This happened about--let me think--eight years ago, my son's third birthday, mkay? We were vacationing not here but a town close to here and staying in one of the big hotels. Big hotel. And, actually, there he is right there. Um. And I had taken my daughter down to the pool to swim. (She was five years older than him, so she was about eight at the time.) And my wife stayed in room with him. She stayed in room, was taking a shower; I'm down at the pool with my daughter. And after about fifteen minutes my wife comes in, frantic, saying, "He's gone. He got out of the room. Something happened. He's gone; I dunno where he is."
So I'm freaking out--naturally--we run back upstairs, can't find him anywhere, run up and down the halls calling his name, don't see him, see a couple people in the hall (they haven't seen him). So now we're really freaking out; we don't know if he's gotten out, he's wandering the hotel, uh, if somebody's snatched him. You know? So we go down to the front desk; don't get a lot of help down there. They go, "Well, you know, we'll have people look for them."

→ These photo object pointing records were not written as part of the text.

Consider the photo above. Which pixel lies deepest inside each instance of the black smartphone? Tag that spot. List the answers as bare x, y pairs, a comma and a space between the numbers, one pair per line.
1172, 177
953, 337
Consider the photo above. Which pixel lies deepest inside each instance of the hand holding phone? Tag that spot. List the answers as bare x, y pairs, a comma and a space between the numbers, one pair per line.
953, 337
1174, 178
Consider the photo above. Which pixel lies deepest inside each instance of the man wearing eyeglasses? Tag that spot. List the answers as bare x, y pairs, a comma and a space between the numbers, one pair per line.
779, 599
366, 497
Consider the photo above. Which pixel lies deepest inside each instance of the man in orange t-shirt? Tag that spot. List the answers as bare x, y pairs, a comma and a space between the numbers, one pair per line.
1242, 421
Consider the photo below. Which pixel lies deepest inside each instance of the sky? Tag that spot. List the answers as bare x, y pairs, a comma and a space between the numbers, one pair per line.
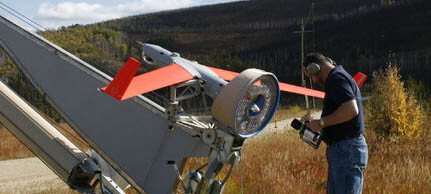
53, 14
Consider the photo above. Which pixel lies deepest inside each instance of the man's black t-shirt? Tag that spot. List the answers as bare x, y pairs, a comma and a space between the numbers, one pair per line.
339, 88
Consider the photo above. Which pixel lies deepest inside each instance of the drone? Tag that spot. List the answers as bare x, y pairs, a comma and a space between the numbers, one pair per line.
134, 140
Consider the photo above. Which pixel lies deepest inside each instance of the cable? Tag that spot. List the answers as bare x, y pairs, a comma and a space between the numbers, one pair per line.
240, 172
20, 18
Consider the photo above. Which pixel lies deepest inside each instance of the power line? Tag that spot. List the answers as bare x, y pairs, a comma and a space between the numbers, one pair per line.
21, 16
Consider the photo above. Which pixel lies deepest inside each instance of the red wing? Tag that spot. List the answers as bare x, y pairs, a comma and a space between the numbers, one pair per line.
301, 90
126, 86
229, 75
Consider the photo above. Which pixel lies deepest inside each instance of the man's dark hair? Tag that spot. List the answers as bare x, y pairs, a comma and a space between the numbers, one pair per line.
315, 58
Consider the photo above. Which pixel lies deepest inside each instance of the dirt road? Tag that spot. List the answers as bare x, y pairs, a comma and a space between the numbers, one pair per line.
31, 175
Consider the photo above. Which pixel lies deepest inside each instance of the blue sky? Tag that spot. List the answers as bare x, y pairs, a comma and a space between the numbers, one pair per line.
57, 13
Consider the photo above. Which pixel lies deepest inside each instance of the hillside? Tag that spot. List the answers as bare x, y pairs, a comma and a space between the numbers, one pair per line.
359, 34
363, 35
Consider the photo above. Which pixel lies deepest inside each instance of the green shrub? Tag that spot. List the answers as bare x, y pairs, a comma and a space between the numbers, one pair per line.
392, 111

I say, "No. Call the cops now." So they call the cops, and after about fifteen minutes a cop comes in, but he looks to be all of maybe eighteen. You know, so I'm not really reassured--no offense. [Laughs] But, you know.
And he goes, "Well, you know, we'll do our best to find him. Go back up to your room and we'll call ya." Well, I'm not gonna do that. So my wife and I continue to run the halls. We're trying to talk to anybody who's seen a little boy running in the hall. Checking the elevators, making sure he's not riding the elevator up and down. And this particular hotel has a, uh, a rooftop bar. And you can take an elevator up there, so thank God, we hope, hope that he didn't go up the elevator, you know, to go to the bar, or to get up on the rooftop.
We're really freaking out now. It's been maybe fifteen, twenty minutes. Seems like five or six hours at this point. No sign of him. So in the middle of all this running around and this commotion and this anxiety, the fire alarm goes off. So now people are streaming out of the hotel. We weren't outta the hotel. The people who are up on the rooftop, coming down. The whole hotel is emptied out on the parking lot, and I'm still running around: "Have you seen a little boy? My little, my son's missing, he's wearing, you know, et cetera, et cetera." Describing him. Nobody's seen him.
We're still freaking out. And then, uh, a lady firefighter comes up to me, says, "I understand that your son is missing." She goes, "I have to check the rooms." Because anytime there's a fire, they've gotta, if there's a fire in the hotel, they gotta go room-to-room and check every room and make sure nobody's unconscious, asleep, or somebody's hiding in there and, and setting off a fire. Whatever.
So I go up with her; we check one floor, go down to the floor--my floor now, that we were staying on--and we go all the way down the hall. And we get to the room right next to my room. She opens it up. My son's in there asleep on the floor.
So apparently he had gone out, and he--you know, he's, like, this big--probably thought he was going back to our room, wandered in and fell asleep on the floor.
Well, I came to find out my wife pulled the fire alarm. She was smart enough to know that they'd have to come and check every room. So if somebody was hiding in there with him, they'd find them. If he was somewhere, they'd find him, and that's what happened. So I guess the moral of that story is always marry somebody smarter than you.